Xavier Mellery (1845-1921)
The painter, draftsman and illustrator Xavier Mellery is the perceived precursor of Belgian Symbolism. During his academic years Mellery committed himself to the study of nature, antiquities and historical composition for which he won the Prix de Rome in 1870. Spellbound by the many frescos he encountered in Italy, he aspired to create a peinture d’idées without abandoning realism: this would become his lifelong artistic goal and the basis of his symbolist work. His involvement in the Salon Pour l’Art and Les XX, and contact with Octave Maus and Émile Verhaeren, confirm his contribution to the symbolist movement.
In his intimistic works, starting around 1885, Mellery expresses his search for the meaning of things. The subjects of these drawings are loneliness and silence and often are situated in monasteries, empty corridors, or the artist’s own home. Living beings and their surroundings blend in and the lack of use of color enhances the intimate character of the scenery.
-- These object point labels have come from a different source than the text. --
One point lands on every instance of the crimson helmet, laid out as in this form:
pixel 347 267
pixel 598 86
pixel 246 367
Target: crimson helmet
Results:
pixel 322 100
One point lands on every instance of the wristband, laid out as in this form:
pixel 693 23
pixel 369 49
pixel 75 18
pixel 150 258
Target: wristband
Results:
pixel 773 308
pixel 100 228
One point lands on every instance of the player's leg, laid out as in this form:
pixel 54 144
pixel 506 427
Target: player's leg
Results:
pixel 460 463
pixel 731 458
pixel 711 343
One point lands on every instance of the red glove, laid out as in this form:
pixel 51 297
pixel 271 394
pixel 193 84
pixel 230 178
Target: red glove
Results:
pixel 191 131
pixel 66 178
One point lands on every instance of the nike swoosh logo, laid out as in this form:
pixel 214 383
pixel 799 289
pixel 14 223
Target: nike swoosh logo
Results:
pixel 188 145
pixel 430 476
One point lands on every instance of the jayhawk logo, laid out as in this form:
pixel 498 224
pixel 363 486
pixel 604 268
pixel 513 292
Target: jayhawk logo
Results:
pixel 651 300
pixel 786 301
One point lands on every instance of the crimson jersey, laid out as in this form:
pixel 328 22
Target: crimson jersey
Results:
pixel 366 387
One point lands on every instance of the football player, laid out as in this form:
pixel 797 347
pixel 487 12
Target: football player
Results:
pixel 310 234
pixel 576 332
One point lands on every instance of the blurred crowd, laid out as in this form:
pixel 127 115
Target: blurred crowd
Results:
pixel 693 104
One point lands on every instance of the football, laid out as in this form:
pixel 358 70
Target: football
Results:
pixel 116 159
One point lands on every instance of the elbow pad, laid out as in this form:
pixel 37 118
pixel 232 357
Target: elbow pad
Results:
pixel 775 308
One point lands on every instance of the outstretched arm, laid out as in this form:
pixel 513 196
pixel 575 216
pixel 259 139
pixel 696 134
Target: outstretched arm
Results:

Mellery titled these works Emotions d’Art: L’Âme des Choses (artistic emotions: the soul of things). While Mellery continued to create meditative scenes, the Church at Leersum is an example of his monochrome moody realism. Portraying the inner life of things, the meditative silence, achieved through the use of a limited palette and subdued coloring, Mellery shrouds the mundane of this house of worship with mystery.
Church at Leersum is an example of Mellery’s portrayal of a house of worship in typical monochrome moody realism. In an exaggerated palette, concealing the time of day, Mellery converts the ordinary church to an enigmatic haunt. The open gate summons the visitor into a magical place of devotion, while the general tendency at the time moved towards secularism. Exteriors in villages or the countryside, void of any human presence, reoccur in Mellery’s drawings. Never dated or annotated, it is difficult to establish a chronology or the whereabouts of his frequent travels but the facades depicted certainly have the quality of an architectural portrait.